Millions of people have been pushed into unemployment and poverty. The SCPR estimates that over 60 percent of the labor force (about 3.5 million) is unemployed, with some 3 million having lost their jobs as a result of the conflict. While, the World Bank did not have poverty estimates since 2007, SCPR estimates the overall poverty rate at 83 percent in 2014 (compared to 12.4 percent in 2007). Many Syrians, including children, have had to find jobs in the informal sector to offset the loss of income.
It is estimated that two-thirds of Syrians are living in extreme poverty, unable to meet basic food and non-food needs. The main reasons for poverty are loss of property and jobs, loss of access to public services, including health and clean water, and rising food prices. Poverty rates are highest in governorates that have been most affected by the conflict and that were historically the poorest in the country.
The economic impact of the conflict is difficult to estimate precisely given limited data but is large and growing.
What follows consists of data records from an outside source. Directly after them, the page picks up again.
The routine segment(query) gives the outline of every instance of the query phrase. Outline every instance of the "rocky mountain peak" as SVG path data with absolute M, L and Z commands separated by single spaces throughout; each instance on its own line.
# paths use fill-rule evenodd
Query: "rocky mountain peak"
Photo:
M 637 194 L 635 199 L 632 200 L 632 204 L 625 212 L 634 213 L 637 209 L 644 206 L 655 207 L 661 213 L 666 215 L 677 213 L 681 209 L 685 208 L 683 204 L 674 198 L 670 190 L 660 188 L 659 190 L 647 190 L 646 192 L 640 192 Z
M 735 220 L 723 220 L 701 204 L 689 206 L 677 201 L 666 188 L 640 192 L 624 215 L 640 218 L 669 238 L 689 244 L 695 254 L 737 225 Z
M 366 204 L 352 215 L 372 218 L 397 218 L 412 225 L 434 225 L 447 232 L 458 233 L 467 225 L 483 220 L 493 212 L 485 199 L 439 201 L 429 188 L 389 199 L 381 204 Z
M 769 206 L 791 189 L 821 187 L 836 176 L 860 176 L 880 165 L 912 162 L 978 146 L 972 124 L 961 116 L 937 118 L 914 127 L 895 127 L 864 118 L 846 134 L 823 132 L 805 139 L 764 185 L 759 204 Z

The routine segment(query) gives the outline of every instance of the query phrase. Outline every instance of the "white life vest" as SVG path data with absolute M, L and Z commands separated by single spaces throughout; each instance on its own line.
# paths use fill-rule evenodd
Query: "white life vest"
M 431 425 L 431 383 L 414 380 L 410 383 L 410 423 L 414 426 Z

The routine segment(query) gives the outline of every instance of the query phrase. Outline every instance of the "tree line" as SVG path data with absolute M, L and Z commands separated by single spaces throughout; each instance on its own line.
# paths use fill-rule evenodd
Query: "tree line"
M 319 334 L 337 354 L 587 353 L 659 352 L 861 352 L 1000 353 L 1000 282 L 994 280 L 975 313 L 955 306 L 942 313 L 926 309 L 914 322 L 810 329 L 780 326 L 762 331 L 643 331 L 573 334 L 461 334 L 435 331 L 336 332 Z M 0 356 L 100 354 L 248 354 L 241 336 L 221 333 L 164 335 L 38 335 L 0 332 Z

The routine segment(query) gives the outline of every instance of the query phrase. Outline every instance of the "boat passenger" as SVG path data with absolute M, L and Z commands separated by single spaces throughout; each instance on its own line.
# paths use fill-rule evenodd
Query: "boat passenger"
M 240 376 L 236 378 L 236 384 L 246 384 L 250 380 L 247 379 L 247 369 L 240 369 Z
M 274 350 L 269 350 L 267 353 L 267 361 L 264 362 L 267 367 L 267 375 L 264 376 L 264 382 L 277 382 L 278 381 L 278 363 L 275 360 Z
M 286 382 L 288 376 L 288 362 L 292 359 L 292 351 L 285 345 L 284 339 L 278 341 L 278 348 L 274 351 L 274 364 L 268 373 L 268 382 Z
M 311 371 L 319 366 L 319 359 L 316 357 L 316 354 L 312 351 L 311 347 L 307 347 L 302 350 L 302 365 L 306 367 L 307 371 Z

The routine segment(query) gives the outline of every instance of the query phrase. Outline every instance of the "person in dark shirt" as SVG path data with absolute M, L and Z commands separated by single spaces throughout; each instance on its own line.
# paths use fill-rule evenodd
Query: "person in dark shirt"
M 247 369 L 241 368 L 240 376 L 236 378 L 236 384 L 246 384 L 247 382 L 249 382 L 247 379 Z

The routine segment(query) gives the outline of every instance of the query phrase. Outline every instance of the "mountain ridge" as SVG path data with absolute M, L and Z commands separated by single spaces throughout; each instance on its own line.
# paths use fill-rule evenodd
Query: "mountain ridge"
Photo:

Syria’s GDP is estimated to have contracted by an average of 15.7 percent for the period (2011-14) and is expected to decline further by 12 percent in 2015 and 4 percent in 2016. The decline in GDP growth was in part attributed to a sharp decline in oil production, down from 368,000 barrels per day in 2010 to an estimated 40,000 barrels per day in 2015 and 2016. After increasing by nearly 90 percent in 2013, average inflation increased by 29 percent in 2014. CPI inflation is estimated to increase by 30 and 25 percent in 2015 and 2016 because of continued trade disruption, shortages and a sharp depreciation of the Syrian pound.
The severe decline in oil receipts since the second half of 2012 and disruptions of trade due to the conflict put pressure on the balance of payments and exchange rate. Revenues from oil exports decreased from $4.7 billion in 2011 to an estimated $0.22 billion in 2014, and are estimated to decline further to $0.14 billion in 2015 and 2016. Therefore, the current account balance is estimated to continue its trend and reach a deficit of 8 and 16 percent of GDP in 2015 and 2016 respectively. As a result of the civil war, it is estimated that total international reserves have significantly declined. Depressed export revenue caused by the impact of the conflict and declining international reserves have caused a significant depreciation of the Syrian pound from 47 pounds per USD in 2010 to an estimated 154 pounds per USD at end-2014.
Once the situation stabilizes, Syria will have to grapple with a multitude of urgent economic and social challenges. It will also need to support the return of internally displaced people and refugees in neighboring countries, rebuild the country’s infrastructure, enhance the provision of public services including health and education, and rebuild the social fabric of the country.